Member Spotlight – Melanie Hutsell

We’re pleased to spotlight Melanie Hutsell and her writing life. Thank you for helping us spread the word on how the KWG supports our writing community for writers at all stages of their writing journey. 

  1. How long have you been a member of the KWG? 
    I started coming to meetings not long after I moved to the greater Knoxville area in 2006. I joined in 2007 or 2008, I think. I’ve been a KWG board member and the nominations committee chair.

  2. Are you in a writing group?
    I’m not currently part of a writing group, although I was for many years.  I have started a new writing group for beginning fiction writers, details are here.

  3. What kind of writing do you do?
    I write literary fiction, both short and long form, usually with an Appalachian setting. Sometimes my work contains elements of magic realism.

  4. What project are you working on now?
    I recently finished a novel and am in the exploratory early stages of beginning a new one. I never talk much about my work while it’s in progress — I believe in the writing jinx.

  5. What is your writing goal?
    I’ve always dreamed of having my work taught as part of a class.

  6. Awards, prizes, feel-good moments? 
    Most recently, I was chosen as one of eight Featured Authors for Knoxville’s first-ever National Authors Day celebration. The panel of judges making the selections included people I am very much in awe of, so it felt like an enormous honor. I’ve also been invited to be on WDVX’s WordStream program in January.

  7. Who inspired you to write?
    I’ve been writing since I was in kindergarten. Books were an important part of my house growing up. My dad used to write and illustrate storybooks for me with me as the protagonist, so maybe that’s where I first got the idea that you could write your own books. When I was in high school, my guidance counselor and mentor Jane Hicks, who is an award-winning poet, encouraged me and taught me how to approach my writing seriously–that is, professionally.

  8. How did a writing group help you?
    My time in my writing group taught me how to critique others’ writing and also how to edit my own.

  9. Describe your writing rituals or habits.
    I usually write to music.
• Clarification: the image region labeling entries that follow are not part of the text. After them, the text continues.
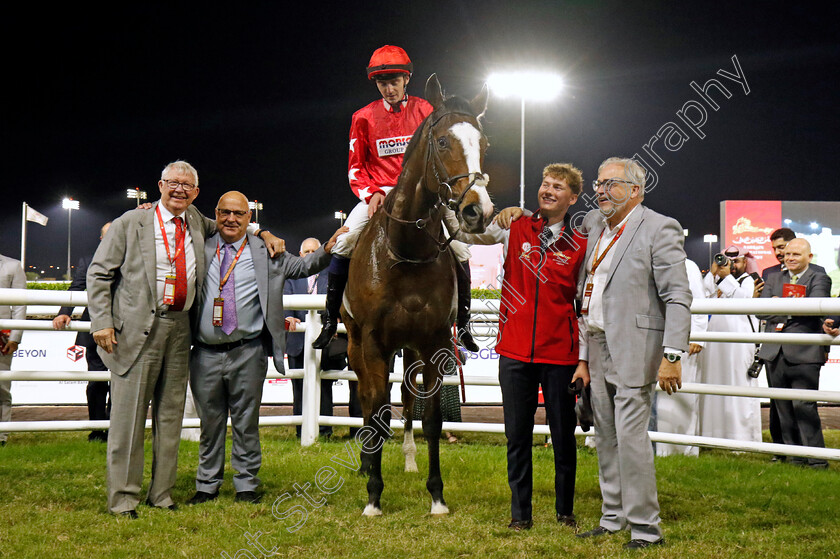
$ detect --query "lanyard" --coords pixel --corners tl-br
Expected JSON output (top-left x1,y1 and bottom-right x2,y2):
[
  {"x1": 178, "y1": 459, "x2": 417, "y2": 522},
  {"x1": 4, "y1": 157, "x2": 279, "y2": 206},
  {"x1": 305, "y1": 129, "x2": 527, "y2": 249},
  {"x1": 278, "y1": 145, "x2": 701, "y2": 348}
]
[
  {"x1": 155, "y1": 205, "x2": 187, "y2": 266},
  {"x1": 216, "y1": 237, "x2": 248, "y2": 294},
  {"x1": 589, "y1": 222, "x2": 627, "y2": 276}
]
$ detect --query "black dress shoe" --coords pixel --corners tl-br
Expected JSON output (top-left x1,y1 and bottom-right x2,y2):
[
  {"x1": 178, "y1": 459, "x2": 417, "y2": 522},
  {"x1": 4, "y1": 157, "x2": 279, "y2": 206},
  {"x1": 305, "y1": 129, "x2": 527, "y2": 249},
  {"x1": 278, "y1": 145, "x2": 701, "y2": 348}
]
[
  {"x1": 624, "y1": 538, "x2": 665, "y2": 549},
  {"x1": 508, "y1": 520, "x2": 534, "y2": 532},
  {"x1": 187, "y1": 491, "x2": 219, "y2": 505},
  {"x1": 557, "y1": 514, "x2": 577, "y2": 530},
  {"x1": 575, "y1": 526, "x2": 615, "y2": 538},
  {"x1": 233, "y1": 491, "x2": 262, "y2": 505}
]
Usually a writing project develops its own playlist. Most of the time I write at home on my computer, but sometimes I write longhand in a notebook in a different setting, like a restaurant, to shake things up a bit..

  10. What helps when you’re stuck?
    Giving myself some space. Sometimes it’s good to do something entirely different, like go to the Knoxville Museum of Art, go for a drive, etc. But, eventually, the best thing is making myself sit down and write.

  11. Excuses, excuses
    There are always excuses. Too tired, too busy, don’t feel like it, no time. The novel I just finished was really brutal to write — necessary, but brutal–and I had to force myself to sit down and write one sentence, or one paragraph, or one page, or whatever — and doing that often enough got it done.

  12. What’s the best thing you’ve read lately?
    In the House of Wilderness by Charles Dodd White

A native of Kingsport, Tennessee, Melanie K. Hutsell grew up listening to family stories of ghosts and tales of recalcitrant women. Her debut Appalachian magic realism novel, The Dead Shall Rise, was published by Celtic Cat Publishing in 2016.  Her short fiction has appeared in journals including Appalachian Heritage, Still: The Journal, and The Madison Review and in the Knoxville Writers’ Guild anthology, Outscape: Writings on Fences and Frontiers. She has also published poetry in The Sow’s Ear.

            Melanie holds a BA in English from the University of North Carolina at Chapel Hill and an MA in English from Indiana University at Bloomington. An avid reader and music lover, she currently resides in Oak Ridge, Tennessee.